Introduction

Lead (Pb) is a non-essential heavy metal. It causes serious health hazards, that is, permanent brain damage, learning disabilities, hearing loss, anaemia, insomnia, headache, dizziness, irritability, weakness of muscles, renal damages and heart disease (Naseem and Tahir 2001). Industrial activities, such as production of batteries, pigments and metal smelting, as well as manufacturing of products, such as Pb arsenate insecticides or Pb water pipes, are the main anthropogenic sources of Pb (Jarosławiecka and Piotrowska-Seget 2014; Ismail et al. 2013). Accordingly, large volumes of Pb-containing wastes from these industries are introduced into environments. To protect ecosystems, wastewaters must be treated to reduce Pb to below 0.05–0.10 ppm before discharging into the environment (Saǧ et al. 1995). Different physical and chemical methods have been applied to treat Pb-containing wastes.

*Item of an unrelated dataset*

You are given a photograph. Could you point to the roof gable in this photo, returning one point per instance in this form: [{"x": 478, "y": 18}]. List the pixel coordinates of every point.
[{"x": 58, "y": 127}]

These methods include adsorption, flotation, ion exchange, membrane filtration and precipitation (Chen et al. 2009; Kabbashi et al. 2009; Landaburu-Aguirre et al. 2009; Zhang et al. 2009). The physico-chemical methods are generally expensive, so the need for hazardous reagents produces other toxic chemicals and requires long treatment time. The biological systems apply a process called bioremediation to protect environments from toxic effects of hazardous components. Since the elemental form of Pb is toxic, it cannot be degraded or transformed (biotransformation/biodegradation) into a less dangerous material. However, the living systems (like bacteria) can precipitate bioavailable soluble and toxic Pb to insoluble forms (biosorption) and reduce drastically its availability and toxicity. The major advantages of the biosorption approach are its high effectiveness in reducing the heavy metal ions and the low cost of the process (Macek and Mackova 2011). Various groups of microorganisms like Bacillus cereus, Arthrobacter species, Corynebacterium species (Roane and Kellogg 1996; Trajanovska et al. 1997; Zanardini et al. 1997), Pseudomonas marginalis, Pseudomonas vesicularis, Enterobacter species (Hasnain et al. 1993; Trajanovska et al. 1997), Saccharomyces cerevisiae and Penicillium species (Chen and Wang 2007; Sun and Shao 2007) were reported for their ability to remediate Pb contaminations using the adsorption method.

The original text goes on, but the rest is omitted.